レビュアー:ジョッキ生 KnightKnight

 最後の終わり方をどう見るかで、その人の価値観が測れる気がする。そこで、試しに僕の中での見解を挙げてみます。

・バッドエンドの場合
ループがこれに相当する。如何にもがいても果てはなく、終わりのない地獄と化した世界。
・ノーマルエンドの場合
無事脱出したが、状況に変化はなく、ファタルとの戦いは続いていく。俺達の戦いはまだ始まったばかりだエンド。
・ハッピーエンドの場合
クローン説を推したもの。物語前に存在した主人公と、物語の中の主人公、そして物語最後の主人公が別であるパターンで、それぞれにそれぞれの人生は完結しており、終わりがあることで救われる。

 以上が僕の答えです。基準としては、主人公がその人生を全うしたかどうかで判断しました。ハッピーエンドだけが唯一死があり、それ以外はまだ終わらない。そんな認識です。
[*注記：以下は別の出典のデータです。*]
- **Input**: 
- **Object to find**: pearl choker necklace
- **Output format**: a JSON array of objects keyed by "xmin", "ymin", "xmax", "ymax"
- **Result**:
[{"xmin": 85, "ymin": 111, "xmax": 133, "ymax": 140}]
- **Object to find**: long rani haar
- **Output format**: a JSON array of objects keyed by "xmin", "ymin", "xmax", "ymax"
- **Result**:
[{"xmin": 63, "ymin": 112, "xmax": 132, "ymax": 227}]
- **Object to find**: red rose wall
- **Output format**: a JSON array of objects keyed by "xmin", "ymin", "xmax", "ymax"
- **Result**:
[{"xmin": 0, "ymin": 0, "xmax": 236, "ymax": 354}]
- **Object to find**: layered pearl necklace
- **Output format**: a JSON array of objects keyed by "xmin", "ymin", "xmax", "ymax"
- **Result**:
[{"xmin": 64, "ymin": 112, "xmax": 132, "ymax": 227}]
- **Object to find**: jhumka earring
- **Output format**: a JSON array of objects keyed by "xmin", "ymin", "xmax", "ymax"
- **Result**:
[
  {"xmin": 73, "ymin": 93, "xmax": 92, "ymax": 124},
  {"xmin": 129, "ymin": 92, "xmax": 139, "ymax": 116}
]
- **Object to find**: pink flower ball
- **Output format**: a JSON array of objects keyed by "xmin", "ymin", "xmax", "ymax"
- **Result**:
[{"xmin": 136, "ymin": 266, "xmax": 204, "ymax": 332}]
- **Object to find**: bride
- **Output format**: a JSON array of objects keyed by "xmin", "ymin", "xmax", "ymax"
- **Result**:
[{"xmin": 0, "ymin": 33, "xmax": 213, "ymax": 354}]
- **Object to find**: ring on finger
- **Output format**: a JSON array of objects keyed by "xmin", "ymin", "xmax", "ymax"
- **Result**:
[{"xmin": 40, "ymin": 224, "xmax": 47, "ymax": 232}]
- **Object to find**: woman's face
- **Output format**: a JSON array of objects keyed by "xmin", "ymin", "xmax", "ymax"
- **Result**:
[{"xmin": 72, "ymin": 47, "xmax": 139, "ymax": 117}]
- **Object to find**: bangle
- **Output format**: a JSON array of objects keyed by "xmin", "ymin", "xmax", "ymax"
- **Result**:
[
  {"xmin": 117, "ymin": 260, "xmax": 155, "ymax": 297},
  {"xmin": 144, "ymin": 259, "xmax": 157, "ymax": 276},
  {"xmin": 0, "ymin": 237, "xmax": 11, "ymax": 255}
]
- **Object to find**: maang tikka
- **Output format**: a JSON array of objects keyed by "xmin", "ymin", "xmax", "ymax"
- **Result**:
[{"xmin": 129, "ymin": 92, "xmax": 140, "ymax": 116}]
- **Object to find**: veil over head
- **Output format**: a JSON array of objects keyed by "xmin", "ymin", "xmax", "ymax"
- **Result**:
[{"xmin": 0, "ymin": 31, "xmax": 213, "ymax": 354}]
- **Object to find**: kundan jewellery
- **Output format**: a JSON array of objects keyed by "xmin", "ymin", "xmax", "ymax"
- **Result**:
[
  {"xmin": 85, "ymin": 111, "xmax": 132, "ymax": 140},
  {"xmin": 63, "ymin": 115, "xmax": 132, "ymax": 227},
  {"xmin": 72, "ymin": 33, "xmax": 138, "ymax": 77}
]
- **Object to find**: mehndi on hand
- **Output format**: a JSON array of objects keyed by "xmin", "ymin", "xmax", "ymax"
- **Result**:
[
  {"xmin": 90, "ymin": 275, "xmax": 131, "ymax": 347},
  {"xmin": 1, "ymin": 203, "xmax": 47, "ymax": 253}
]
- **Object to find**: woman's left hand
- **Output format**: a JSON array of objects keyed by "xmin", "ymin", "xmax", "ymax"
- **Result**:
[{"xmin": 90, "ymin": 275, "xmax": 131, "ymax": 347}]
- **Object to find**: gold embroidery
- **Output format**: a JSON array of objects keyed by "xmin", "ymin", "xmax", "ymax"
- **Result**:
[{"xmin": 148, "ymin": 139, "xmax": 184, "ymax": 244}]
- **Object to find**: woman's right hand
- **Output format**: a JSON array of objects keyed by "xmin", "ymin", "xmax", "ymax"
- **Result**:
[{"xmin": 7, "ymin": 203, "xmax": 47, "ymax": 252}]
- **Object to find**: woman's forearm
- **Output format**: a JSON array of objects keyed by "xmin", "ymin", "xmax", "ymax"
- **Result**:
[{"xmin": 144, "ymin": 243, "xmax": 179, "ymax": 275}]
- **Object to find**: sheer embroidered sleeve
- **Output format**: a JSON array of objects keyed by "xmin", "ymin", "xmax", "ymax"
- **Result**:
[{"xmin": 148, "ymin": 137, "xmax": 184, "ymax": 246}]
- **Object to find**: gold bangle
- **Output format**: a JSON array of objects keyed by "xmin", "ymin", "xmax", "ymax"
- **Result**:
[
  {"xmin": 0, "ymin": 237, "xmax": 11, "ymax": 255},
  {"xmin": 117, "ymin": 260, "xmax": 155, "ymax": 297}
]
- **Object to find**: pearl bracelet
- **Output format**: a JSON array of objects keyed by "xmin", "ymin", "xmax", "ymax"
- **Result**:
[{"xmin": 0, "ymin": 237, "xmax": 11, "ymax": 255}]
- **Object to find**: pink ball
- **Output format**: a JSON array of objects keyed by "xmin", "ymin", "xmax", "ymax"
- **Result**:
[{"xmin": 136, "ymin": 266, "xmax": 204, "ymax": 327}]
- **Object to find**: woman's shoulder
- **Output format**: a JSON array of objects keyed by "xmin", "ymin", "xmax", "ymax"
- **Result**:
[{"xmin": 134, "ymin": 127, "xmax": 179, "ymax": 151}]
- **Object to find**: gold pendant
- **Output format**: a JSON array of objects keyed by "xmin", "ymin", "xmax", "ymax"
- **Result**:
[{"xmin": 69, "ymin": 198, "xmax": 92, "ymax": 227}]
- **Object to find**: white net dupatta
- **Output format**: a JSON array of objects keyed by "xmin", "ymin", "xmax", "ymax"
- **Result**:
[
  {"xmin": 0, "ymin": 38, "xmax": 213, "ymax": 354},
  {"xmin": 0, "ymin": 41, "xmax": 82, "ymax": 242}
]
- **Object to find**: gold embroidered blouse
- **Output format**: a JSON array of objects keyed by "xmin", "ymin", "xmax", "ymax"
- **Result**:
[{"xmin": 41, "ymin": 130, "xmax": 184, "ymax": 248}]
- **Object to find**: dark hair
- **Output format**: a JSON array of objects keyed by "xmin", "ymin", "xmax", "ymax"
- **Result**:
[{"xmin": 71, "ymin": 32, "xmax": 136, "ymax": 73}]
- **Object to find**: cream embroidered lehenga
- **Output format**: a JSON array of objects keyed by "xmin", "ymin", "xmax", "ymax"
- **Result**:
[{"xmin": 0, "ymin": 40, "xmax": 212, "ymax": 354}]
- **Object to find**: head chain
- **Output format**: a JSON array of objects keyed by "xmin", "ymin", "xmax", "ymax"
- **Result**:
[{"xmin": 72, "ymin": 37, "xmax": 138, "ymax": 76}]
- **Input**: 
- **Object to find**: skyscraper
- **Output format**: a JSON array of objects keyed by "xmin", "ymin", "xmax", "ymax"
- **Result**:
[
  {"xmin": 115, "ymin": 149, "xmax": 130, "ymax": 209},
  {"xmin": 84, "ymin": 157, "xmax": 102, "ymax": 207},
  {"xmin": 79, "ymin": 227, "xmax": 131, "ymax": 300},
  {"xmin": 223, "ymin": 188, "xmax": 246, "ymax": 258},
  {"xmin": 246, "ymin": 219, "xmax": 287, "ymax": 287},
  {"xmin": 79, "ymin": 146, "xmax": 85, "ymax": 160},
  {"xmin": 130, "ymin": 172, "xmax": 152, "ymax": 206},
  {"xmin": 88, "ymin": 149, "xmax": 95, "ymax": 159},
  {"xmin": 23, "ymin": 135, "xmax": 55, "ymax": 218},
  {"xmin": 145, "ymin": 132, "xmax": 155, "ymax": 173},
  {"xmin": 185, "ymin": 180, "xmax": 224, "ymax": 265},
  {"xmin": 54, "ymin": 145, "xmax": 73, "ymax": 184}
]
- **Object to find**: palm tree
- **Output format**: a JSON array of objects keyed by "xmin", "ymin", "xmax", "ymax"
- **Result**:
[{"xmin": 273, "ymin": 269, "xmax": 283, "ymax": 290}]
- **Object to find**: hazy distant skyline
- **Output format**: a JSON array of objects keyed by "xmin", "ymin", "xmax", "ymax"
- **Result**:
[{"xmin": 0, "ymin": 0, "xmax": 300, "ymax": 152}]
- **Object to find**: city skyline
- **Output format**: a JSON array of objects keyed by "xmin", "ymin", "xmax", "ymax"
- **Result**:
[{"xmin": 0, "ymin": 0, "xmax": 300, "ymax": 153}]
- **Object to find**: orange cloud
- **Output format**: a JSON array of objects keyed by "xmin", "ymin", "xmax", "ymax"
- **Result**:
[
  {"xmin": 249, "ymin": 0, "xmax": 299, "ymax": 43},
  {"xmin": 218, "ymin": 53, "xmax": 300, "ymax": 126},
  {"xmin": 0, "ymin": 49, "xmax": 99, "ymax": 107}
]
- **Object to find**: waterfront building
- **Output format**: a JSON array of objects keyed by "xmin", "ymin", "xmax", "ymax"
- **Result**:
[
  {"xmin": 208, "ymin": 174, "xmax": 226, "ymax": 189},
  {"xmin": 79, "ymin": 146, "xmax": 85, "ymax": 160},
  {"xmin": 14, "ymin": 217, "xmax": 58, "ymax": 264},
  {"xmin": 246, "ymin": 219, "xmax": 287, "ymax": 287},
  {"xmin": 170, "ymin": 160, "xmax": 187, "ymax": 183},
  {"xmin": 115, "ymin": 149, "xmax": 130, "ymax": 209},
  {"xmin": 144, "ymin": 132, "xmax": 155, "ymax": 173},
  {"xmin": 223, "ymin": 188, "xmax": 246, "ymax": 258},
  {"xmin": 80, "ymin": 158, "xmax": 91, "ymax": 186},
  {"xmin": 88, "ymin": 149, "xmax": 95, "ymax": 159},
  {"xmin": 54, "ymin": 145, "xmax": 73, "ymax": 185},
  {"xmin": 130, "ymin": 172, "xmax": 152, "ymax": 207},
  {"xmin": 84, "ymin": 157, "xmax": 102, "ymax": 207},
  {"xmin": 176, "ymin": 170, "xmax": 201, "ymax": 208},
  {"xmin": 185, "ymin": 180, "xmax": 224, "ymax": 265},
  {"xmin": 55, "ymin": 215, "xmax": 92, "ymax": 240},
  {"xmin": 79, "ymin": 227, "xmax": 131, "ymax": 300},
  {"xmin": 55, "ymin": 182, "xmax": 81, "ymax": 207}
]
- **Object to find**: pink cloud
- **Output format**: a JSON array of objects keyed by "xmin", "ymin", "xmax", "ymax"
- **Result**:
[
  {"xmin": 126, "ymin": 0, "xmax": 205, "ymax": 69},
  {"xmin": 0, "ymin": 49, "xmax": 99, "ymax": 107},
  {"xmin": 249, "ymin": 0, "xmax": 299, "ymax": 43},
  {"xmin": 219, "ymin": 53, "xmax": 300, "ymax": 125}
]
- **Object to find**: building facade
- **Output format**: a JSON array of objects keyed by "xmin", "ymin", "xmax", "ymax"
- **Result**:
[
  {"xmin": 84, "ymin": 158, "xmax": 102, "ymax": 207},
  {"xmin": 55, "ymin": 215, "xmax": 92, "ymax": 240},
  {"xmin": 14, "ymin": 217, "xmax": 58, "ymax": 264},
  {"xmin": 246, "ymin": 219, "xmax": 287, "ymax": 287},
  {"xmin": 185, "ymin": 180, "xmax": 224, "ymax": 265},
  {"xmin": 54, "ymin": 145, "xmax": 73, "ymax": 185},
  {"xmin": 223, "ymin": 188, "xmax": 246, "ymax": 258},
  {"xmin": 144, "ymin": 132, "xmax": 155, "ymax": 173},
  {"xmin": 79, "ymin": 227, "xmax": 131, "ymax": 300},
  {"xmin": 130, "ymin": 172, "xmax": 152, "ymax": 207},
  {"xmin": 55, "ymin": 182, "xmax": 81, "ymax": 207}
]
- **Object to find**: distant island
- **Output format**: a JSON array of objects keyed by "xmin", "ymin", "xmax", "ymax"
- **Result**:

 この小説の世界は、ファタルという正体不明の生物に襲われ続ける人類との攻防を描いたもので、はっきり言って救いがない。生きてる限りは戦い続けなくてはならない世界。であるならば、死こそが救いになる。そう考えました。死があることでどう生きたかが決定され、そこに意味が生まれると僕は思うから。

 これはあくまで僕の中での考えでしたが、皆さんはどう思いましたか?是非聞いてみたいです。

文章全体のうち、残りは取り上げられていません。